I have a Redshift table called metadata
with the following columns:
id | key | value |
---|---|---|
1001 | code1 | my value |
1001 | code2 | another |
1001 | code3 | yet another |
1002 | code1 | new one |
1002 | code2 | here |
1002 | code3 | last |
1003 | code1 | hello |
1003 | code2 | goodbye |
1004 | code2 | now |
1004 | code3 | then |
I’d like to have a query that return it as:
id | code1 | code2 | code3 |
---|---|---|---|
1001 | my value | another | yet another |
1002 | new one | here | last |
1003 | hello | goodbye | |
1004 | now | then |
Note that not all ID’s will have all 3 codes. Some will have 1 or 2 of them, others all 3, and others still, none.
Advertisement
Answer
You can use conditional aggregation.

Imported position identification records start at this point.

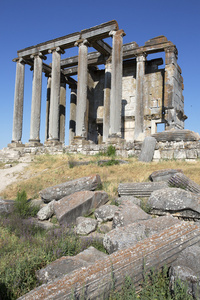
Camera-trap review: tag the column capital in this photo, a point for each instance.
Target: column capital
(141, 56)
(20, 60)
(82, 42)
(117, 33)
(172, 49)
(39, 54)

Assuming you know the columns you want in the result set, you can use:
select id, max(case when key = 'code1' then value end) as code1, max(case when key = 'code2' then value end) as code2, max(case when key = 'code3' then value end) as code3 from t group by id;
If you don’t know the specific values and need to read them from the data . . . that is trickier. As far as I know, Redshift doesn’t support dynamic SQL. So, you would need to query the database for the different key
values and construct a query as a string using your favorite language. You can then execute that query.